Maintenant que c’est fait, M. Mathias Hounkpè, est ce que vous pensez qu’un jour ou l’autre, que ce domaine pourrait retomber dans le patrimoine public ?

Je ne savais pas qu’il fallait des textes supplémentaires avant la consultation de la Cour Constitutionnelle. Si c’était vraiment le cas, il est possible qu’on revienne sur cette décision. Il suffit qu’un citoyen porte l’affaire devant la Cour pour contester le fait que les conditions légales n’étaient pas réunies pour cette opération et si c’est vrai, on pourrait revenir sur cela.

Ceux qui exigent aujourd’hui, la publication du contrat du Programme de vérification interne (Pvi) ont-ils raison lorsqu’on sait que le Pvi hier c’était Patrice Talon et aujourd’hui ce serait difficile de dire que ce n’est pas toujours lui ?

Voilà les questions sur lesquelles je pense que le Chef de l’Etat a besoin d’être clair.
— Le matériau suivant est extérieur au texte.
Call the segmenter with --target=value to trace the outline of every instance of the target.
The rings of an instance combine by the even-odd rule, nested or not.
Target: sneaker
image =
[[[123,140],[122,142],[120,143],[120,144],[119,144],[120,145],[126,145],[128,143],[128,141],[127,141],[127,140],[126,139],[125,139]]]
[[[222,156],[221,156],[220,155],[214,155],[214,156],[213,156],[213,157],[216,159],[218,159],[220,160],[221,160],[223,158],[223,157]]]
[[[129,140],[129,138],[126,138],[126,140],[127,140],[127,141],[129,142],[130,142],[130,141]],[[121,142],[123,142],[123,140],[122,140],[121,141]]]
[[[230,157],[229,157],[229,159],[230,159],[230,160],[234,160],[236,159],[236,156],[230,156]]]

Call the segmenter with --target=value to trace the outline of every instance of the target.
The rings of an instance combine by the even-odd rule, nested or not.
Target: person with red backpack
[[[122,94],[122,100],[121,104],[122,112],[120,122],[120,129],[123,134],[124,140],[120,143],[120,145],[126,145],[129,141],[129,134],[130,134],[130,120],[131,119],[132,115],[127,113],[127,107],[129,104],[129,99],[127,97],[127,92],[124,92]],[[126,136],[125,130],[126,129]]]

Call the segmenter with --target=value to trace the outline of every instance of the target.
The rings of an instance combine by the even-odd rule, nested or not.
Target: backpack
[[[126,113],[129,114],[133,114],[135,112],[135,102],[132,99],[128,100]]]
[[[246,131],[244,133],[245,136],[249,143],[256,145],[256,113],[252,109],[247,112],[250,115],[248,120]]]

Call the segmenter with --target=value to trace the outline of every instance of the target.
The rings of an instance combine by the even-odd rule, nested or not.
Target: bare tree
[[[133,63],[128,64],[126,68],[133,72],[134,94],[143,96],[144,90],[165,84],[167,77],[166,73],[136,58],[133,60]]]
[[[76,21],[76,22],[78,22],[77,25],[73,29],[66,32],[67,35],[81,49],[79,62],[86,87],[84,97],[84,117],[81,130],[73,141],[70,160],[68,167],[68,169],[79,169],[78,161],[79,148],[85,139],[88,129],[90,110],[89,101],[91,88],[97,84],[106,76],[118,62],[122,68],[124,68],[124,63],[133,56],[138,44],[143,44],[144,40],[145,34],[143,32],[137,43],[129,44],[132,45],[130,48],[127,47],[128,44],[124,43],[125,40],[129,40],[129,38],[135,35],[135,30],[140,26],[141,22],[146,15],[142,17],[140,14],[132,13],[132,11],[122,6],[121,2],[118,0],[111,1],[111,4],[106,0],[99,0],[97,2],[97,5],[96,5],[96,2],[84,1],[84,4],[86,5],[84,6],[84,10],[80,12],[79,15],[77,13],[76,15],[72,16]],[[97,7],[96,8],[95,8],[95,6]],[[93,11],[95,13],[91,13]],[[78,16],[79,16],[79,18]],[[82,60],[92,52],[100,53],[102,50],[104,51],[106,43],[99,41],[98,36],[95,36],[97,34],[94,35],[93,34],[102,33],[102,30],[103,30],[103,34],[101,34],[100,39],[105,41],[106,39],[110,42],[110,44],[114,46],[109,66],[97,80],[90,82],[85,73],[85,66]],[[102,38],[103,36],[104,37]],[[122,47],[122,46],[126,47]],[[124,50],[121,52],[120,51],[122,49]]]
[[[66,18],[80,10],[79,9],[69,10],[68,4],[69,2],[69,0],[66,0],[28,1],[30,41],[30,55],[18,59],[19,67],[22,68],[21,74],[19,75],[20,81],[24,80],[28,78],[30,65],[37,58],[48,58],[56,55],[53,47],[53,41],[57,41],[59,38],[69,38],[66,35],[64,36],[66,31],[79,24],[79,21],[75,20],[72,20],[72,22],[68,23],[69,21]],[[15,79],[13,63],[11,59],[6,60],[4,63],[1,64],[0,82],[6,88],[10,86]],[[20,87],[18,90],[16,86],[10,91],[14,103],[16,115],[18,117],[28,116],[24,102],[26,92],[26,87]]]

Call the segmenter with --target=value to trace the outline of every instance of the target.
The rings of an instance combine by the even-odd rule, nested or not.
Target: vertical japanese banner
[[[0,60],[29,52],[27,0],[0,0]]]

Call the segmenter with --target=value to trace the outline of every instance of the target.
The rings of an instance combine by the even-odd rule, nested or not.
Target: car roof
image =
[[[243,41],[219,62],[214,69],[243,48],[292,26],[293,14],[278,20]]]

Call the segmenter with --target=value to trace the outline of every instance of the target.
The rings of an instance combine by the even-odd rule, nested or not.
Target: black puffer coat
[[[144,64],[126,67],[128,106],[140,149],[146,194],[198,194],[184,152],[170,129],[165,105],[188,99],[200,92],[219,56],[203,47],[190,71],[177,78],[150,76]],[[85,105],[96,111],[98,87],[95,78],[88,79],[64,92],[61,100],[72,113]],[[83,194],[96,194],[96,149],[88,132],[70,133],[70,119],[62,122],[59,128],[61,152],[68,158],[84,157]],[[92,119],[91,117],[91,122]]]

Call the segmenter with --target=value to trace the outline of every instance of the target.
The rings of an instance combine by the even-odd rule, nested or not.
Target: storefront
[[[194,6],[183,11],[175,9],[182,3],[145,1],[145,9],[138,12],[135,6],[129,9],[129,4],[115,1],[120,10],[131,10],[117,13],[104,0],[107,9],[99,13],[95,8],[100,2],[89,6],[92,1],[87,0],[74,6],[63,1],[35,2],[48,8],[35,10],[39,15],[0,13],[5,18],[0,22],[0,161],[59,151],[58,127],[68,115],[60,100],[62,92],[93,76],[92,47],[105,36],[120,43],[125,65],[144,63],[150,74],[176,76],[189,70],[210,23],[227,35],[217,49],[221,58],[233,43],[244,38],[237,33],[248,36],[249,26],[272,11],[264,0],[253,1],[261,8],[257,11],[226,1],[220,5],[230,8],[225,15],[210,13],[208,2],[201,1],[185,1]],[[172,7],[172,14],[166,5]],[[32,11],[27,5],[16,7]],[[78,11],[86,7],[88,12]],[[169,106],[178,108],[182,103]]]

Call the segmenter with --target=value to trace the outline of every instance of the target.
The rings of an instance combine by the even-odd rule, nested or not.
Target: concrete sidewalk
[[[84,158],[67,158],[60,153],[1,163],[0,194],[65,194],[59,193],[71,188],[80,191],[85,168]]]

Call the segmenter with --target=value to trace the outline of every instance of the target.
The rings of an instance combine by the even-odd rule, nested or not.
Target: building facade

Parce que une fois encore, légalement, vous allez voir qu’il a respecté peut-être probablement toutes les conditions qu’il faut également pour faire opérer Pvi à nouveau, que ce soit directement sous lui ou sous quelqu’un d’autre, mais vous voyez la suspicion qui demeure. Et cette suspicion, ce n’est pas bon pour les affaires. Le sentiment qu’on a que ce soit le Chef de l’Etat ou un de ses alliés qui continue à gérer. Vous voyez qu’on est parti avec le Pvi, comme si ça ne profitait qu’à Patrice Talon, que ça ne profitait pas à l’Etat. Je pense que même dans la gestion du Pvi, ce serait utile que périodiquement des informations soient publiées pour nous montrer que contrairement à ce que une partie de l’opinion pense, non seulement ce que ça rapporte à l’Etat, ce que ça rapporte à celui qui gère le Pvi pour qu’on voie qu’en réalité, c’est au Bénin que ça profite et que ce n’est pas un montage comme on l’avait pensé. Sous le Président Yayi, tout le monde, honnêtement, avait pensé que le Pvi était juste un montage pour enrichir Talon au détriment de l’Etat. Et donc, une fois qu’il est devenu Chef de l’Etat et qu’il ramène le Pvi, c’est son obligation de rendre public les informations sur le fonctionnement du Pvi pour que tout le monde voit qu’au fond, on se trompe, cette opération apporte des ressources à l’Etat, voilà ce que gagne ceux qui gèrent et on voit que finalement, c’est vraiment l’Etat qui en profite. Si il ne fait pas ces efforts, tous ces éléments seront politiquement utilisés contre lui le moment venu.